1
votes

I am trying to debug a memory leak in a 64-bit C++ native application. The app leaks 1300 bytes 7-10 times a second - via plain malloc().

If I attach to the process with WinDBG and break into it every 60 seconds, !heap does not show any increase in memory allocated.

I did enable User Mode Stack trace database on the process:

gflags /i <process>.exe +ust

In WinDBG (with all the symbols successfully loaded), I'm using:

!heap -stat -h

But the output of the command never changes when I break in even though I can see the Private Bytes increase in Task Manager and a PerfMon trace.

I understand that when allocations are small they go to HeapAlloc(), when they're bigger they go to VirtualAlloc. Does !heap not work for HeapAlloc?

This post seems to imply that maybe using DebugDiag would work, but it still boils down to using WinDBG commands to process the dump. Tried to no avail.

This post also says that !heap command is broken for 64-bit apps. Could that be the case?

Is there an alternate procedure for diagnosing leaks in 64-bit apps?

1
There were no dumps involved when using WinDBG. I was attaching to the process directly. In any case UMDH did not show any leaks either.pathrider
You'd better open a support case via support.microsoft.com to get some help. It is too broad to discuss such on SO, as nobody can reproduce what you have.Lex Li
Do you have a minimal reproducible example? Your first paragraph sounds like this can be implemented in 20 lines of code. Can you give us something we could try? Can you share the app or dmp files?Thomas Weller
It's 4.5M lines of code. I'll see if I can create a managable example.pathrider

1 Answers

1
votes

 !heap does not show any increase in memory allocated.

That may depend on which column you're looking at and how much memory the heap manager has allocated before.

E.g. it's possible that your application has a heap of 100 MB, of which just some blocks of 64kB are moving from the "reserved" column to the "committed" column. If the memory is committed right from the start, you won't see anything at all with a plain !heap command.

I did enable User Mode Stack trace database on the process

That will help you getting the allocation stack traces, but not affect the leak in general.

I understand that when allocations are small they go to HeapAlloc(), when they're bigger they go to VirtualAlloc.

Yes, for allocations > 512k.

Does !heap not work for HeapAlloc?

It should. And since C++ malloc() and new both use the Windows Heap manager, they should result in HeapAlloc() sooner or later.

The following code

#include <iostream>
#include <chrono>
#include <thread>

int main()
{
    // https://stackguides.com/questions/53157722/windbg-diagnosing-leaks-in-64-bit-dumps-heap-not-showing-memory-growth
    //
    // I am trying to debug a memory leak in a 64-bit C++ native application.
    // The app leaks 1300 bytes 7-10 times a second - via plain malloc().

    for(int seconds=0; seconds < 60; seconds++)
    {
        for (int leakspersecond=0; leakspersecond<8;leakspersecond++)
        {
            if (malloc(1300)==nullptr)
            {
                std::cout << "Out of memory.
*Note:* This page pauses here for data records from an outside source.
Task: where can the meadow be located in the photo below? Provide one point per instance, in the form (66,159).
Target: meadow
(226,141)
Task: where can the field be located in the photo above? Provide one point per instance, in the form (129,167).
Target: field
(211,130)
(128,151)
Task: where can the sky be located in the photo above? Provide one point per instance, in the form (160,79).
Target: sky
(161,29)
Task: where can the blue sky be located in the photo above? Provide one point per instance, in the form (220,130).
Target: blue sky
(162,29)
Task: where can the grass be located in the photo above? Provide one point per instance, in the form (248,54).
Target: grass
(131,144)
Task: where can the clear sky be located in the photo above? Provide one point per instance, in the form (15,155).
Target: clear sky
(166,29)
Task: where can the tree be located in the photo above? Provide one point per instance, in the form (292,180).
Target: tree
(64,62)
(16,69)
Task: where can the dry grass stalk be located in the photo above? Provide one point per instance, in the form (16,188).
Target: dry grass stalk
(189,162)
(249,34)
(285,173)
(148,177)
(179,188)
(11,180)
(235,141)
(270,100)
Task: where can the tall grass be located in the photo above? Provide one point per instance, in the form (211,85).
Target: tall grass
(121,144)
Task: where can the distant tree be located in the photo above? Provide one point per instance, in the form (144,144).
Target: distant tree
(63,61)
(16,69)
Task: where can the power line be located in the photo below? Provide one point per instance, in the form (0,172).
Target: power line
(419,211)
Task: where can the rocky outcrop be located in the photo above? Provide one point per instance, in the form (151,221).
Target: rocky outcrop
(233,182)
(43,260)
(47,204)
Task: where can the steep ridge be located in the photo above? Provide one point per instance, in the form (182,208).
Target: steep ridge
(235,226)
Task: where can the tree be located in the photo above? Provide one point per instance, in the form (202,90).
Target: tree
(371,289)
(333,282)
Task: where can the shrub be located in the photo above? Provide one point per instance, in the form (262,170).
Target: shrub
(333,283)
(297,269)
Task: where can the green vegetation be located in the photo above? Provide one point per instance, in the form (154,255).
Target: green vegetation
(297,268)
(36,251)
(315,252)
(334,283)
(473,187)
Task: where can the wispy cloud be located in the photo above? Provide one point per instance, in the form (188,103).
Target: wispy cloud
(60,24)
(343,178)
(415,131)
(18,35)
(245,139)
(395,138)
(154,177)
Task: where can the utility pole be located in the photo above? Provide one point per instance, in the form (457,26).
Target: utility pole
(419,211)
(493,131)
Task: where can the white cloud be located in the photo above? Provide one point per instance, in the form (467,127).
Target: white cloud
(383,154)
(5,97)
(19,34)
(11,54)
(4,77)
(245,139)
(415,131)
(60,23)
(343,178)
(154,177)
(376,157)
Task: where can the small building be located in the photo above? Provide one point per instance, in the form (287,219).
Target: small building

That was unexpected in this simple demo." << std::endl;
            }
            std::this_thread::sleep_for(std::chrono::milliseconds(125));
        }
    }
}

compiled as 64 bit release build and run in WinDbg 10.0.15063.400 x64 shows

0:001> !heap -stat -h

Allocations statistics for
 heap @ 00000000000d0000
group-by: TOTSIZE max-display: 20
    size     #blocks     total     ( %) (percent of total busy bytes)
    514 1a - 8408  (32.24)
    521 c - 3d8c  (15.03)
[...]

and later

0:001> !heap -stat -h

Allocations statistics for
 heap @ 00000000000d0000
group-by: TOTSIZE max-display: 20
    size     #blocks     total     ( %) (percent of total busy bytes)
    514 30 - f3c0  (41.83)
    521 18 - 7b18  (21.12)

even without +ust set.

It's 4.5M lines of code.

How do you then know that it leaks 1300 bytes via plain malloc()?